WASHINGTON – At a Capitol Hill press conference, Rep. Benjamin L. Cardin said today that if Congress adjourns without providing relief for U.S. steel manufacturers that the "industry will dramatically be altered and that our nation runs the risk of seeing the U.S. steel industry all but disappear."

    Rep. Cardin, who represents many of the steelworkers who are employed at Bethlehem Steel Corp.'s Sparrows Point,

MD facility, urged Congress to act quickly to deal with the legacy costs and the tremendous losses that plague the industry. Given the poor economic health of the American steel industry, which has seen 26 bankruptcies and 27,000 jobs lost in recent years, "bold action to address legacy costs and provide steel companies with increased access to capital is imperative," he said.

    "The burden of legacy costs is a result of governmental policies of the 1980s and early 1990s. As part of our trade policy, the United States signed Voluntary Restraint Agreements (VRAs) reducing the amount of steel produced. The end result was a decrease in U.S. capacity, substantially increasing the number of retired steelworkers whose pension and health care costs had to be picked up by the U.S. steel industry."

These legacy costs, the Congressman stressed, are a huge factor in the recent decision

of Bethlehem Steel to file for Chapter 11 protections. Currently, Bethlehem Steel annually pays approximately $600 million for pensions and $200 million for health care and life insurance for its 75,000 retirees. At Bethlehem Steel, total retiree benefits are approximately 20% of the cost of sales. It is important to protect the retirees and help the U.S. steel companies deal with their costs.

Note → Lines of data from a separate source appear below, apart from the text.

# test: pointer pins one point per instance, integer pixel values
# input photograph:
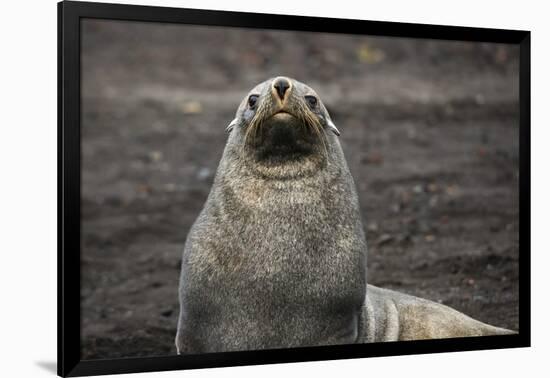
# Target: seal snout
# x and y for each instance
(281, 85)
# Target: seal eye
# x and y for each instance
(252, 101)
(312, 101)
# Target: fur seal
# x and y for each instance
(277, 257)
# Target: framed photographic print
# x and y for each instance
(239, 188)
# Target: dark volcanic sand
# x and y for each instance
(429, 130)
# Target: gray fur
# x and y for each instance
(277, 257)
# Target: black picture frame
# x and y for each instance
(69, 17)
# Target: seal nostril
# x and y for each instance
(281, 86)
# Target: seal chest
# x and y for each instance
(277, 257)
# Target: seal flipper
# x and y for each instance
(391, 316)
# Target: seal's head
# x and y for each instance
(283, 129)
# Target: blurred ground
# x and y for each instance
(429, 130)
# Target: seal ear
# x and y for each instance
(231, 125)
(332, 127)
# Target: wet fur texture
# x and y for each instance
(278, 258)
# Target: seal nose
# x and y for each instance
(281, 85)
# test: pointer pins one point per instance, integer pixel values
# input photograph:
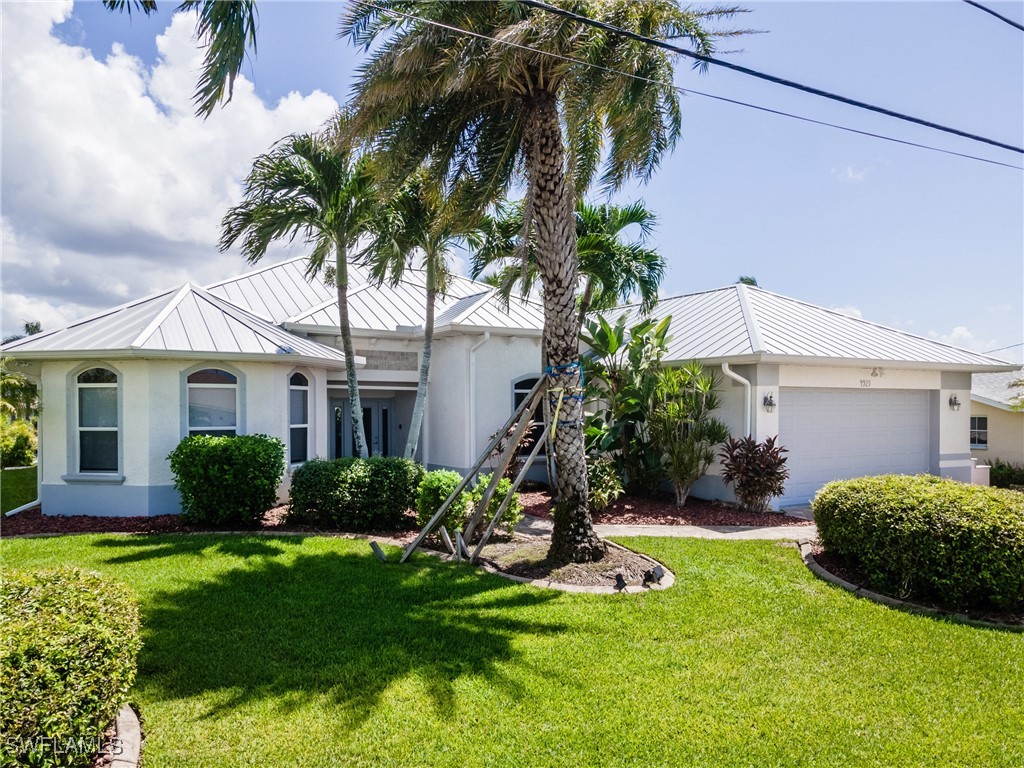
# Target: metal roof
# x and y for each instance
(994, 389)
(174, 323)
(748, 324)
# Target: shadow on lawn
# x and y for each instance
(152, 547)
(343, 626)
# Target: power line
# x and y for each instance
(762, 76)
(1001, 17)
(684, 91)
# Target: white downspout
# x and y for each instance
(471, 422)
(747, 395)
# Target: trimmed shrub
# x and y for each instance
(227, 481)
(434, 488)
(1006, 474)
(757, 469)
(68, 655)
(928, 538)
(604, 482)
(354, 494)
(17, 443)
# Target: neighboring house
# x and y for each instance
(259, 353)
(996, 430)
(846, 397)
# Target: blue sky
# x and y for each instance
(928, 243)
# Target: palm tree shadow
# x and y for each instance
(341, 625)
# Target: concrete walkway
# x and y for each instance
(540, 526)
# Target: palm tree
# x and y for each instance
(614, 270)
(307, 185)
(492, 98)
(420, 222)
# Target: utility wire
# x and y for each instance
(762, 76)
(684, 91)
(1001, 17)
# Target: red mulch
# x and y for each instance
(643, 511)
(34, 521)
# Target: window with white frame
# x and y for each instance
(98, 422)
(979, 431)
(298, 418)
(213, 402)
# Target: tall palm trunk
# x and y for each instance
(355, 407)
(428, 340)
(573, 538)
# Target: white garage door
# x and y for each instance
(839, 433)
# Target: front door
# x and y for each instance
(376, 423)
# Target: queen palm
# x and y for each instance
(613, 269)
(307, 185)
(421, 222)
(523, 89)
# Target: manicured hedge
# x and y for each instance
(928, 538)
(354, 494)
(68, 654)
(227, 481)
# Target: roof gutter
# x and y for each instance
(747, 395)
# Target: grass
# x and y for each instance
(297, 651)
(17, 486)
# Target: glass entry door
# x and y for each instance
(376, 423)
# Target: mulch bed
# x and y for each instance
(848, 571)
(34, 521)
(663, 511)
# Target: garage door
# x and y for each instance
(837, 434)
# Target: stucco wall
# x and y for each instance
(1006, 434)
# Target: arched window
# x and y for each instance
(213, 402)
(298, 418)
(98, 421)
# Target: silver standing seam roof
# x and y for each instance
(743, 324)
(994, 389)
(184, 322)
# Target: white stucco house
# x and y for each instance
(260, 353)
(996, 428)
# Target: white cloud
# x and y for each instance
(112, 187)
(850, 310)
(849, 174)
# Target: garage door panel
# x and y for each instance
(839, 434)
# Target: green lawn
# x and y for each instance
(296, 651)
(17, 486)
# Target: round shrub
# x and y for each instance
(928, 538)
(434, 488)
(354, 494)
(68, 659)
(227, 481)
(17, 443)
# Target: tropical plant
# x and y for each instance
(18, 394)
(757, 469)
(421, 223)
(622, 370)
(613, 269)
(308, 185)
(682, 427)
(488, 93)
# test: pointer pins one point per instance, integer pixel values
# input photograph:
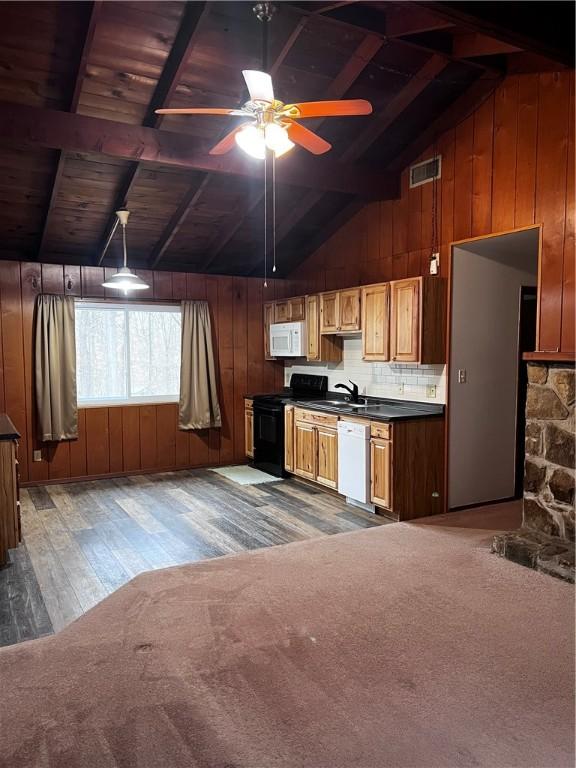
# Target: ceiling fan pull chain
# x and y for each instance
(274, 210)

    Congress should also adopt legislation that would authorize the Secretary of the Treasury to redeem Net Operating Losses (NOLs) of steel companies. This change in the tax code would provide cash-strapped steel companies with a critical supply of capital. The aggregate amount of payments would be capped at $5 billion, and only companies that use the payments to preserve or augment their workforce would be eligible.

    The International Trade Commission (ITC) recently ruled that the U.S. steel industry had been seriously "injured" by the flood of foreign imports and recommended a range of tariffs and quotas on steel imports. The ITC's recommendations have been forwarded to the President, but are not binding. The President is expected to announce his decision by mid-February.

    "Unfortunately, the U.S. steel industry cannot wait for the President's decision. Congress needs to act immediately to ensure the very survival of this very important industry. As the leading world power, it would be reckless and dangerous to allow ourselves to become dependent on foreign steel manufacturers."